This page is a mirror of Tepples' nesdev forum mirror (URL TBD).
Last updated on Oct-18-2019 Download

Make absence of # an asm warning

Make absence of # an asm warning
by on (#22174)
The 65xx series and a few other assembler languages differentiate between an immediate constant and a memory address by the presence/absence of the # character:
Code:
lda #10 ; A = the value 10
lda 10  ; A = byte at address 10

Since the # is not required on constants in other common computer languages or general writing, it is very easy to forget. The value at the unintended address might work most of the time, making the bug rare to appear. You may think you never forget this, but there's no way to be know since the assembler can't warn you.

My proposal is to prevent this error by adding a warning to assemblers for the second case above. To avoid the warning, the value must have some sort of "this is an address" prefix on it, or be defined symbolically in advance. For the moment I'll use the @ symbol, but any syntax could be used:
Code:
lda 10        ; warning
lda @10       ; OK

addr = @10
lda addr      ; OK

lda #addr     ; OK, sets A to the value 10

not_addr = 10
lda not_addr  ; warning
lda @not_addr ; OK

table: .byte 1,2,3,4

lda table     ; OK


The main aspects of implementation would be
* Assembler keeps track of the type of a value, either an address if prefixed with @, or a pure value if not
* Assembler warns on use of pure value not prefixed with a #
* Labels are addresses
* In an arithmetic expression, if any value is an address, the result of the expression is an address

I think the need to use @ would be minimal, only for the absolute addresses of hardware registers, which would be in a common include file anyway. Non-absolute addresses (i.e. variables and constants) would virtually all be labels, which the assembler would already treat as an address. If there's any complaining about this issue, it should be that the annoying # is required everywhere, when the most common case is a numeric constant, not an absolute address. Enabling this warning would involve the addition of a small number of @ symbols (unless you don't use symbolic constants).

by on (#22175)
Your logic is sound. I'll implement this in my fork of nesasm when i get the chance.

by on (#22176)
What would be really cool is something that doesn't render the source incompatible with other assemblers, sort of a hint to a "lint-like" assembler used to catch this bug. For assemblers that accept macros, you could just define an ADDR(value) macro that added @ if the assembler supported the proposed extension. As for choice of syntax, the @ symbol might not work well with its use for anonymous labels in some assemblers.
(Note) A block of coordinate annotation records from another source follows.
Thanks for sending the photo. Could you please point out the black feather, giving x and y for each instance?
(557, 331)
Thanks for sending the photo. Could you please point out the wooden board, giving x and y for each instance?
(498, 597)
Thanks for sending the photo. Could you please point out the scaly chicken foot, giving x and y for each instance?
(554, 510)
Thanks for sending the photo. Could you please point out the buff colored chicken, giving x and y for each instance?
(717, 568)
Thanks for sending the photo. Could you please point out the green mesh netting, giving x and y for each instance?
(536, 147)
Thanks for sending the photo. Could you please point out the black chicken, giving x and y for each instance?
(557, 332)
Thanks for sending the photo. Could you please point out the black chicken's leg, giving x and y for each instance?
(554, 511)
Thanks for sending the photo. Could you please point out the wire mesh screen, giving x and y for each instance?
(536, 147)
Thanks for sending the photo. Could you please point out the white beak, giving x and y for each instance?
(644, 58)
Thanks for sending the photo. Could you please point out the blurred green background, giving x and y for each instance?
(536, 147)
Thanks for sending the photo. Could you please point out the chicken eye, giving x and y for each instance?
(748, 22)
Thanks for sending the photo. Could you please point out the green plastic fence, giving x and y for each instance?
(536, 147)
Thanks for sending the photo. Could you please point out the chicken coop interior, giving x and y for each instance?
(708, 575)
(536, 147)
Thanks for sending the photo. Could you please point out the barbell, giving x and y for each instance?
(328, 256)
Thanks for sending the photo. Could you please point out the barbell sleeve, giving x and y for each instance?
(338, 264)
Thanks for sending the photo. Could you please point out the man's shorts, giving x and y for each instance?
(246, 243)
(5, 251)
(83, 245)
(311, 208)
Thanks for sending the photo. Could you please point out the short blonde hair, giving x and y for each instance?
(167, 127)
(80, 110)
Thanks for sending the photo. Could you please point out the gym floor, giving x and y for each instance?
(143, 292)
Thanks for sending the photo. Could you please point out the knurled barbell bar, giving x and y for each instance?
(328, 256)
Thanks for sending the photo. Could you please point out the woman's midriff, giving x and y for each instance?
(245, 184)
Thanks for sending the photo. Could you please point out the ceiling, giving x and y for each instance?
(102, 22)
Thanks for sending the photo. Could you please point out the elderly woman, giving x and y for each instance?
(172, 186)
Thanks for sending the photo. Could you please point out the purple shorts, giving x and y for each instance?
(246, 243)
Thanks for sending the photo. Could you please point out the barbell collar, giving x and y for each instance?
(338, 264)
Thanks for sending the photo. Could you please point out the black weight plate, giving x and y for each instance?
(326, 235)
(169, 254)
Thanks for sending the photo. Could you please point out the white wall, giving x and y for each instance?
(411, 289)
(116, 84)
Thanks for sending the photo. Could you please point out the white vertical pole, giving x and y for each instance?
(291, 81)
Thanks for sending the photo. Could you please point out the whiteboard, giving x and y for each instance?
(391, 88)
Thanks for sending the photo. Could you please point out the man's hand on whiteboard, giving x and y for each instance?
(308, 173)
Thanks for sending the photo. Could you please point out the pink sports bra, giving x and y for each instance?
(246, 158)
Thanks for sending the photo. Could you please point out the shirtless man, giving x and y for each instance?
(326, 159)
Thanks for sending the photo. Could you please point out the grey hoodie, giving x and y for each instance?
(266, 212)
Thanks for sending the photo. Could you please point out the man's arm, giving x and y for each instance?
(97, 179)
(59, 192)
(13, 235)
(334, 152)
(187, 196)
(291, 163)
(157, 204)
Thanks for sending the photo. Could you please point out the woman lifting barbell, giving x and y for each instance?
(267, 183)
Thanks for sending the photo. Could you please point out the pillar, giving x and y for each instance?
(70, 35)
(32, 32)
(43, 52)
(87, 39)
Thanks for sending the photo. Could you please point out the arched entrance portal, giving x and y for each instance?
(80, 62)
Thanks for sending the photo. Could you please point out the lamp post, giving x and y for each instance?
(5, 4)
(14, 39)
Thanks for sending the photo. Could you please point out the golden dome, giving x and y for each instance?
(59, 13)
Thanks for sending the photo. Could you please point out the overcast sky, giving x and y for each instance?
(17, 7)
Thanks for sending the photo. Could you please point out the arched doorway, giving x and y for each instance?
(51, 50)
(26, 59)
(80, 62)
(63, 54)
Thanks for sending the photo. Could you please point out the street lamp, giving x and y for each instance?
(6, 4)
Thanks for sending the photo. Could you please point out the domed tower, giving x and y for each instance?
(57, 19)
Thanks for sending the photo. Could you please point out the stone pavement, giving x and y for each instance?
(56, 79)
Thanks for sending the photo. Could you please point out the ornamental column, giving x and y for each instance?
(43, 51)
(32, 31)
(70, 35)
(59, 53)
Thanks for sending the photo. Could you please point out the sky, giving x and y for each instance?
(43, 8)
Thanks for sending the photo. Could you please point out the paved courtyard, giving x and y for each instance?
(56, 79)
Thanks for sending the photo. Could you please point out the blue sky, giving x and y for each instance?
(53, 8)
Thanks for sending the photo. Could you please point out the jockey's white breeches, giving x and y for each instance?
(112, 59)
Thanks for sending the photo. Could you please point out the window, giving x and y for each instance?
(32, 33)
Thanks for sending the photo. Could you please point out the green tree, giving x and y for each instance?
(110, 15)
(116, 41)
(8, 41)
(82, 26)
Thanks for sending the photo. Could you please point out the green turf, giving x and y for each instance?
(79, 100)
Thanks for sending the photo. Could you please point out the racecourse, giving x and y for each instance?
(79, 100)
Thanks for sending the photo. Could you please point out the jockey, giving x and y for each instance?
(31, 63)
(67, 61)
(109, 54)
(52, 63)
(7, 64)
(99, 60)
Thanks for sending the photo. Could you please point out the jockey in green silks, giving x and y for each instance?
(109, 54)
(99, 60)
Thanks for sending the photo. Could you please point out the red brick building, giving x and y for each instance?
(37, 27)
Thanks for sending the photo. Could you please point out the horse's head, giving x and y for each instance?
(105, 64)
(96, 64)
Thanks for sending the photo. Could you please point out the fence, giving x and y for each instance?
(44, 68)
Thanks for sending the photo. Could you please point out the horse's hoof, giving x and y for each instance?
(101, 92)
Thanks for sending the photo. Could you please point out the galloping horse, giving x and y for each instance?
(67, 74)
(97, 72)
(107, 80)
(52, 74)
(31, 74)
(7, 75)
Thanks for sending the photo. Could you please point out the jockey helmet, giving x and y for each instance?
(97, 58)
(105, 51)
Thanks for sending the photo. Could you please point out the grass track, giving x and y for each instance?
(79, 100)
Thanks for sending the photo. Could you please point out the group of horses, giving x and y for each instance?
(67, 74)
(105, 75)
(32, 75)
If the macro approach above were taken, it could be something ugly and obscure since it would be hidden behind a macro.

by on (#22177)
my assembler generates an error when the operand is ambiguous and forces either a '#' or '$' to prefix every number.

by on (#22185)
never-obsolete wrote:
my assembler generates an error when the operand is ambiguous and forces either a '#' or '$' to prefix every number.

In 6502, $ is the prefix for a base 16 number. Under your assembler, is it not possible to specify a zero-page or absolute address in base 10, which is a common idiom when using the bottom locations of zero page as extra registers?

by on (#22186)
tepples wrote:
never-obsolete wrote:
...

In 6502, $ is the prefix for a base 16 number. Under your assembler, is it not possible to specify a zero-page or absolute address in base 10, which is a common idiom when using the bottom locations of zero page as extra registers?


if you mean like a...

Code:
 lda #$xx
 sta 255


...then no its not. since this isn't part of my coding style (which entails 100% of the user base) there was no need for it. though if anyone really wanted it, i could add support instead of throwing an exception. but i don't see that being the case, so i just add features as i need them. though for completeness i will add it in :D

by on (#22187)
I have enough trouble using assemblers without worrying about this crap. The standard of using # for values was established as a standard a long time ago by other 6502 programmers. What goes on in other languages is the business of the programmers of said languages. Also, I would just like to point out that even though the use of # to mean values isn't common outside the 6502 asm realm, neither is the use of $ to mean hexadecimal.

Having said that, however, I do support the ability to let the end user decide whether to use # or @ for either value or address...or whatever.

by on (#22190)
Quote:
Having said that, however, I do support the ability to let the end user decide whether to use # or @ for either value or address...or whatever.

Yeah, it should be an optional warning that's off by default, since a few people I've talked to also seem to prefer convenience over reduced bugs, even though the latter are far more time-consuming.

by on (#22194)
You could even name it like the GNU tools like to name their warnings: -Wliteral-zero-page-address

by on (#22200)
Quote:
-Wliteral-zero-page-address

That wouldn't catch this error:
Code:
value = 255
lda value   ; warning
lda value+1 ; no warning, treated as lda @value+1

You'd want -Wmissing-#-or-@ or something. Of course GCC uses these verbose names for the warnings since there are so many. It'd be out of place on an assembler with only a few.

Another thing I just realized, this warning would be great for people new to 65xx assembly. Give them a "nes.inc" file with lines like
Code:
PPUSTATUS = @$2002

and they'll never even have to know about @.

by on (#30264)
I finally implemented an experimental version of this in ca65 and made a post about it on 6502.org. In summary:
Code:
const = 10
lda #const       ; OK
lda 10           ; warning
lda const        ; warning

ADDR = 0         ; special constant that makes something an address
PPUSTATUS = ADDR+$2002 ; this is an address, not just a number

lda PPUSTATUS    ; OK
lda $4015+ADDR   ; OK

lda <12          ; OK, often used for quick nameless temporaries
lda $4000,x      ; OK, indexed modes always accept numeric expressions
lda const,y      ; OK
sta const        ; OK, since STA never accepts immediate anyway
sta $2000        ; OK

Note how the special ADDR constant will be treated as a normal constant of zero by an assembler that doesn't support this extension, thus allowing full source compatibility. Score!